Let us subtract 313663 from 403155 in base 11. Digits in base 11 are 0,1,2,3,4,5,6,7,8,9,A. In base 11, instead of writing 10 + 1 = 11, we write A + 1 = 10. And instead of writing 10 + 10 = 20, we write A + A = 19. I will write base-11 numerals in this special font with the gray background, so that they are easy to recognize.
4 0 3 1 5 5
- 3 1 3 6 6 3
--------------------
Let's call the columns, in order from right to left, columns $C_0, C_1,\ldots C_5$. The algorithm is the same as in base 10, except that we use 11 instead of 10. We start in column $C_0$. 5-3 is 2:
4 0 3 1 5 5
- 3 1 3 6 6 3
--------------------
2
In column $C_1$, we have 5-6, which is negative, so we borrow an 11 from the 1 in column $C_2$ and change the 5 to a 15.
4 0 3 0 15 5
- 3 1 3 6 6 3
--------------------
2
Note that the 15 in column $C_1$ is not the base-ten 15; it is the base-eleven 15, which is base-ten 16. 15-6 = A.
4 0 3 0 15 5
- 3 1 3 6 6 3
--------------------
A 2
Now we can't take 6 from 0, so we borrow an 11 from the 3 in the $C_3$ column:
4 0 2 10 15 5
- 3 1 3 6 6 3
--------------------
A 2
10-6 = 5:
4 0 2 10 15 5
- 3 1 3 6 6 3
--------------------
5 A 2
Now in column $C_3$ we have 2-3, so we sould like to borrow from $C_4$, but $C_4$ has a 0, so there is nothing to borrow.
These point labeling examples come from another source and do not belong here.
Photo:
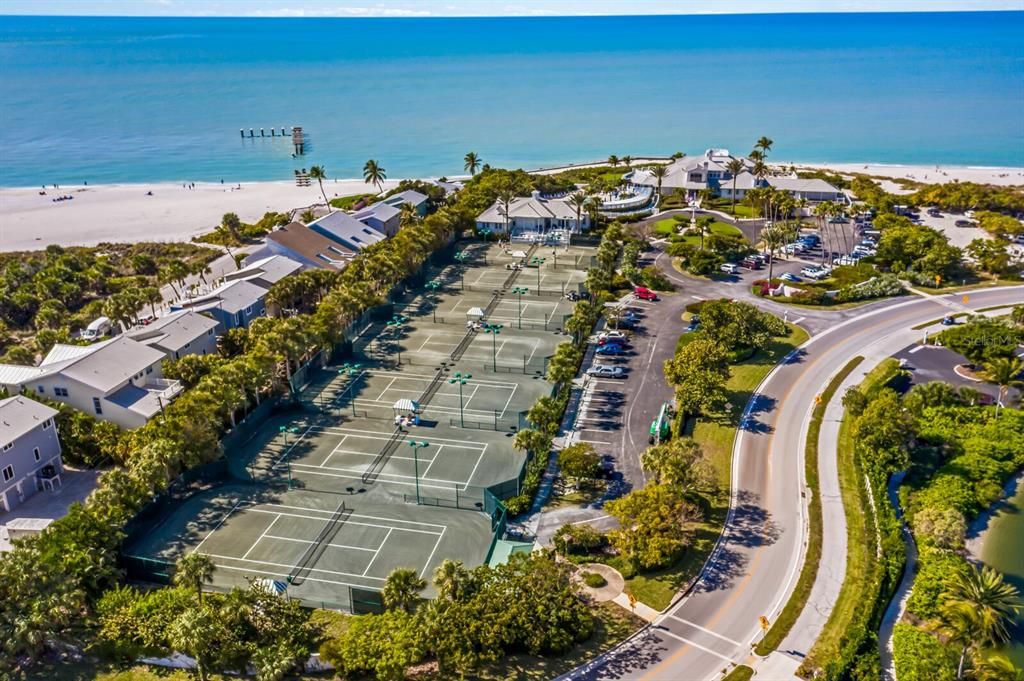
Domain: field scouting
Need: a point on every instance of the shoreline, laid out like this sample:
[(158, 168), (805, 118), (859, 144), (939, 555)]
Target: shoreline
[(125, 212), (979, 528)]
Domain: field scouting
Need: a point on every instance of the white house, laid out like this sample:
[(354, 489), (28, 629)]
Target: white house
[(118, 380), (179, 334), (534, 215), (30, 450)]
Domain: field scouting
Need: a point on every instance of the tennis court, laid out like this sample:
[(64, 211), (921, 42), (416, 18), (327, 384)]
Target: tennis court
[(330, 458), (317, 544)]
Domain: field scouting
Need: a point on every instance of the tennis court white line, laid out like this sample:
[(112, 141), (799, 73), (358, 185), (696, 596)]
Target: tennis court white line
[(370, 564), (351, 522), (427, 471), (288, 452), (426, 378), (426, 566), (332, 545), (359, 515), (217, 526), (379, 435), (289, 567), (258, 539), (350, 473)]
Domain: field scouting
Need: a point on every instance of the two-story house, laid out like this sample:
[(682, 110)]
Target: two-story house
[(119, 380), (179, 334), (30, 450)]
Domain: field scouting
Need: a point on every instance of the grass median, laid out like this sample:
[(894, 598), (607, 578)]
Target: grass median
[(862, 541), (812, 559), (716, 434)]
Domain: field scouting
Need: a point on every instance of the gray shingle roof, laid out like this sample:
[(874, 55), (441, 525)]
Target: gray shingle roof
[(19, 415)]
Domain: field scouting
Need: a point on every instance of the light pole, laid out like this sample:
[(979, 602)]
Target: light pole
[(284, 430), (537, 262), (461, 258), (433, 286), (395, 325), (416, 463), (519, 291), (461, 380), (350, 370), (494, 330)]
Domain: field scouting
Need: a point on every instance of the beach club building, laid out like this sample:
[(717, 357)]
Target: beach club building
[(30, 451), (531, 216), (118, 380), (710, 171)]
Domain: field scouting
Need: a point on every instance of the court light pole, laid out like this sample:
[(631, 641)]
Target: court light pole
[(537, 262), (433, 286), (519, 291), (395, 325), (494, 330), (416, 463), (461, 380)]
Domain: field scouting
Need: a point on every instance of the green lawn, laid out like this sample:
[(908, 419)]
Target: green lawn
[(716, 434), (668, 226), (861, 559), (808, 573)]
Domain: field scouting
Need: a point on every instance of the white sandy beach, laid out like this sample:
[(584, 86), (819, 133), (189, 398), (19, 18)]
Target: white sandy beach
[(126, 213)]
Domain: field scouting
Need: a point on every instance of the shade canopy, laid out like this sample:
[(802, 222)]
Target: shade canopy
[(407, 405)]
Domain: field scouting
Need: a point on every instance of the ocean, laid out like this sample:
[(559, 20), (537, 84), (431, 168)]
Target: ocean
[(146, 99)]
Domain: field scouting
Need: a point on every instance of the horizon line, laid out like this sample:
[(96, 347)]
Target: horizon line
[(429, 15)]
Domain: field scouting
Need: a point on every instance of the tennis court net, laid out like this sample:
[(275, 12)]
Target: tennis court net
[(318, 546)]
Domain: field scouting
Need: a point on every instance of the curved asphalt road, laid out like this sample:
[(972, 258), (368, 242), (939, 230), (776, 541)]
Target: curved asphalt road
[(755, 566)]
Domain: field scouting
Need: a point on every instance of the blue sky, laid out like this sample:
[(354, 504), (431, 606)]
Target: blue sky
[(479, 7)]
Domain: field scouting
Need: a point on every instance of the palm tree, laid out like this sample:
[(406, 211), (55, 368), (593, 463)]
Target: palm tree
[(773, 239), (193, 570), (453, 580), (401, 590), (1006, 373), (996, 667), (658, 172), (979, 609), (318, 173), (374, 174), (579, 201), (472, 163), (734, 166)]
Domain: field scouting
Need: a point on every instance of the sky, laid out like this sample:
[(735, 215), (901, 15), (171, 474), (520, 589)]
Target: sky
[(479, 7)]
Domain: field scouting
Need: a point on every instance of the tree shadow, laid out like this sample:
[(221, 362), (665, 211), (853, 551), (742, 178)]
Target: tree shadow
[(751, 527)]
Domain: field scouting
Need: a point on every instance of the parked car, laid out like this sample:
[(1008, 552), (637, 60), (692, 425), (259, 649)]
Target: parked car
[(644, 293), (604, 371)]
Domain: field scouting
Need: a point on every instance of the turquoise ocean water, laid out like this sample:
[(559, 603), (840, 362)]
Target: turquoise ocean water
[(141, 99)]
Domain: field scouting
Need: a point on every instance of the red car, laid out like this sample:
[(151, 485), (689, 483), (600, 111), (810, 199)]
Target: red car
[(644, 293)]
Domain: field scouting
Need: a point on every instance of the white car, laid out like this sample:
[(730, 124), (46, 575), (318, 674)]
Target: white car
[(605, 372)]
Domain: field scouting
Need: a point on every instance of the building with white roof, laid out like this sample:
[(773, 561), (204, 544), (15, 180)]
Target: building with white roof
[(690, 175), (30, 450), (118, 380), (346, 230), (233, 304), (179, 334), (532, 215)]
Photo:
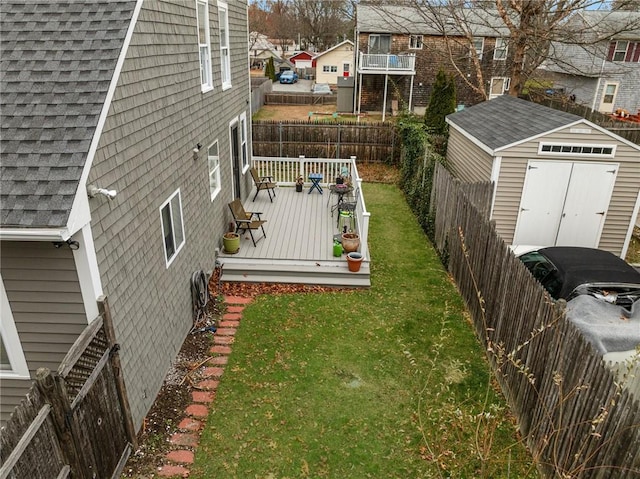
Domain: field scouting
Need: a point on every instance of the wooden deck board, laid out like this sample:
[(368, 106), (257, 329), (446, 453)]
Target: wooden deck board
[(299, 229)]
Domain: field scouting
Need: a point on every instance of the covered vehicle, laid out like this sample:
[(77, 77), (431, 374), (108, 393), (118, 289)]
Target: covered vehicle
[(288, 76), (568, 271), (602, 293)]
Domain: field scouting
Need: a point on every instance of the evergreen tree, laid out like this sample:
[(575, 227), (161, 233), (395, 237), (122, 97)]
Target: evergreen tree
[(270, 70), (441, 102)]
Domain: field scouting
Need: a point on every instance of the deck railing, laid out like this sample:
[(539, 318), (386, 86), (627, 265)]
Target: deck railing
[(285, 172), (387, 62)]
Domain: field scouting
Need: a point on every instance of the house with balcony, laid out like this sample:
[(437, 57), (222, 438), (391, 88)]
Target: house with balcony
[(399, 50), (602, 69), (124, 136), (335, 62)]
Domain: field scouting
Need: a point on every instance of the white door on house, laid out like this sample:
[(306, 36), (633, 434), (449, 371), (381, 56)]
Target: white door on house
[(608, 99), (564, 203)]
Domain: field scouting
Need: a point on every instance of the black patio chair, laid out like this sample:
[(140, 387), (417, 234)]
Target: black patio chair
[(245, 219)]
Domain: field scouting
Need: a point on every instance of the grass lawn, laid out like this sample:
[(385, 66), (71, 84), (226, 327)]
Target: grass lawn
[(388, 382)]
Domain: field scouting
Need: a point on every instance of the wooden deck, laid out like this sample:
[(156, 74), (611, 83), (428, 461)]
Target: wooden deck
[(298, 247)]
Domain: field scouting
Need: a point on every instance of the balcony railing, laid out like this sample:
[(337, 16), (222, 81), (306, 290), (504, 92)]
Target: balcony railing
[(387, 63), (285, 171)]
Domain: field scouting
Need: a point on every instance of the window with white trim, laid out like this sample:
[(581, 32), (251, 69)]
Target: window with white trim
[(478, 45), (415, 42), (576, 149), (225, 55), (620, 51), (204, 44), (12, 361), (243, 142), (172, 226), (213, 159), (500, 51), (499, 86)]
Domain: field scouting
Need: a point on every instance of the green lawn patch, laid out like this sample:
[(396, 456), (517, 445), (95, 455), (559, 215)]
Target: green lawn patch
[(388, 382)]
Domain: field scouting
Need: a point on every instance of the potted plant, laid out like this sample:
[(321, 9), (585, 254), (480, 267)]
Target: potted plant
[(231, 242), (350, 242)]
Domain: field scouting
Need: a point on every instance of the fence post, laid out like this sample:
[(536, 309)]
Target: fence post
[(105, 312), (53, 390)]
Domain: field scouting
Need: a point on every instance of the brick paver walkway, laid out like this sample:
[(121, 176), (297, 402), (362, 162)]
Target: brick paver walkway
[(185, 440)]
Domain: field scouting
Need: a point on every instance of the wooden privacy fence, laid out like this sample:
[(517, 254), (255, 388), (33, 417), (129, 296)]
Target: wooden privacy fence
[(575, 419), (280, 98), (369, 142), (76, 422)]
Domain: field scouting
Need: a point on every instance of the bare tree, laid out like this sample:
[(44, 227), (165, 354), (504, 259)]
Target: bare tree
[(530, 28), (323, 23)]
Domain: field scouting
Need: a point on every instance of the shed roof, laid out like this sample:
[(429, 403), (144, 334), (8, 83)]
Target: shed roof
[(507, 120), (56, 64)]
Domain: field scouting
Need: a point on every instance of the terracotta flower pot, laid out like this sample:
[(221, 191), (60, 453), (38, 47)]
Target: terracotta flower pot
[(231, 243)]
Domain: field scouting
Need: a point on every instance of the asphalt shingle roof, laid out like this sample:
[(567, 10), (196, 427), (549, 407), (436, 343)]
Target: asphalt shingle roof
[(57, 59), (506, 120)]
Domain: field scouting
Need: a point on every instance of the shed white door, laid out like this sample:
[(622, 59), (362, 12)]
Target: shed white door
[(564, 203)]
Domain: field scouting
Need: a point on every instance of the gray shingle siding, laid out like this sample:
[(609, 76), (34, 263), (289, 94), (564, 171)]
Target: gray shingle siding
[(157, 117), (56, 62)]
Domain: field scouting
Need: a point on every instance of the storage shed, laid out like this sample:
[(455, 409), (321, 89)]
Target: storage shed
[(558, 178)]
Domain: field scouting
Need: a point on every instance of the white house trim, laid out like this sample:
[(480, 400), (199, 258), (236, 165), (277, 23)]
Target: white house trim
[(495, 175), (627, 239), (19, 368), (88, 272)]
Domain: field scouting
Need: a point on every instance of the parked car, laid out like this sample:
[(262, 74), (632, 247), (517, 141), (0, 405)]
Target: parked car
[(321, 89), (569, 271), (288, 76)]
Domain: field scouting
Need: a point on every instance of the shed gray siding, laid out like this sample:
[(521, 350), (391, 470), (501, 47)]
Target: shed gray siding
[(157, 117), (625, 193), (467, 160), (44, 295)]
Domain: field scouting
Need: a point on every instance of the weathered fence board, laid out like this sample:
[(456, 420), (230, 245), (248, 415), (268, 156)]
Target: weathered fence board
[(574, 417), (74, 422), (369, 142)]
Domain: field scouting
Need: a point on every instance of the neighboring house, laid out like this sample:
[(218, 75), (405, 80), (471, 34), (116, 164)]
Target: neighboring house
[(604, 75), (302, 60), (400, 50), (335, 62), (558, 178), (260, 50), (147, 98)]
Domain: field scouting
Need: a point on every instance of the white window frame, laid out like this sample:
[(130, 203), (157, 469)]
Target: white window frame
[(475, 47), (204, 48), (574, 146), (505, 87), (415, 42), (177, 247), (500, 52), (624, 52), (244, 150), (225, 49), (11, 340), (213, 163)]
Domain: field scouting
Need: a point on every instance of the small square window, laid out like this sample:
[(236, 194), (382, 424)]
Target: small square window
[(500, 52), (172, 227)]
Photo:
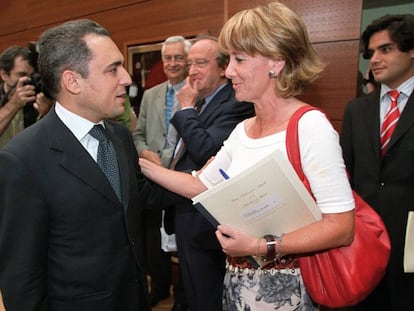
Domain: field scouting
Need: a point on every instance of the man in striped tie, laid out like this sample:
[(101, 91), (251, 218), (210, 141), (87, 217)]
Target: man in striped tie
[(378, 145)]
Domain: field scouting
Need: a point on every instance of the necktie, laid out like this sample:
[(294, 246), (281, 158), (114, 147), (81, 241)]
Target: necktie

So instead we borrow 11 from $C_5$ to $C_4$:
3 10 2 10 15 5
- 3 1 3 6 6 3
--------------------
5 A 2
And then we can borrow from $C_4$ to $C_3$:
3 A 12 10 15 5
- 3 1 3 6 6 3
--------------------
5 A 2
Now in column $C_3$ we have 12-3 = A, and in column $C_4$ we have A-1=9:
3 A 12 10 15 5
- 3 1 3 6 6 3
--------------------
9 A 5 A 2
And finally in column $C_5$ we have 3-3 = 0, so we are done, and the answer is 403155 - 313663 = 9A5A2.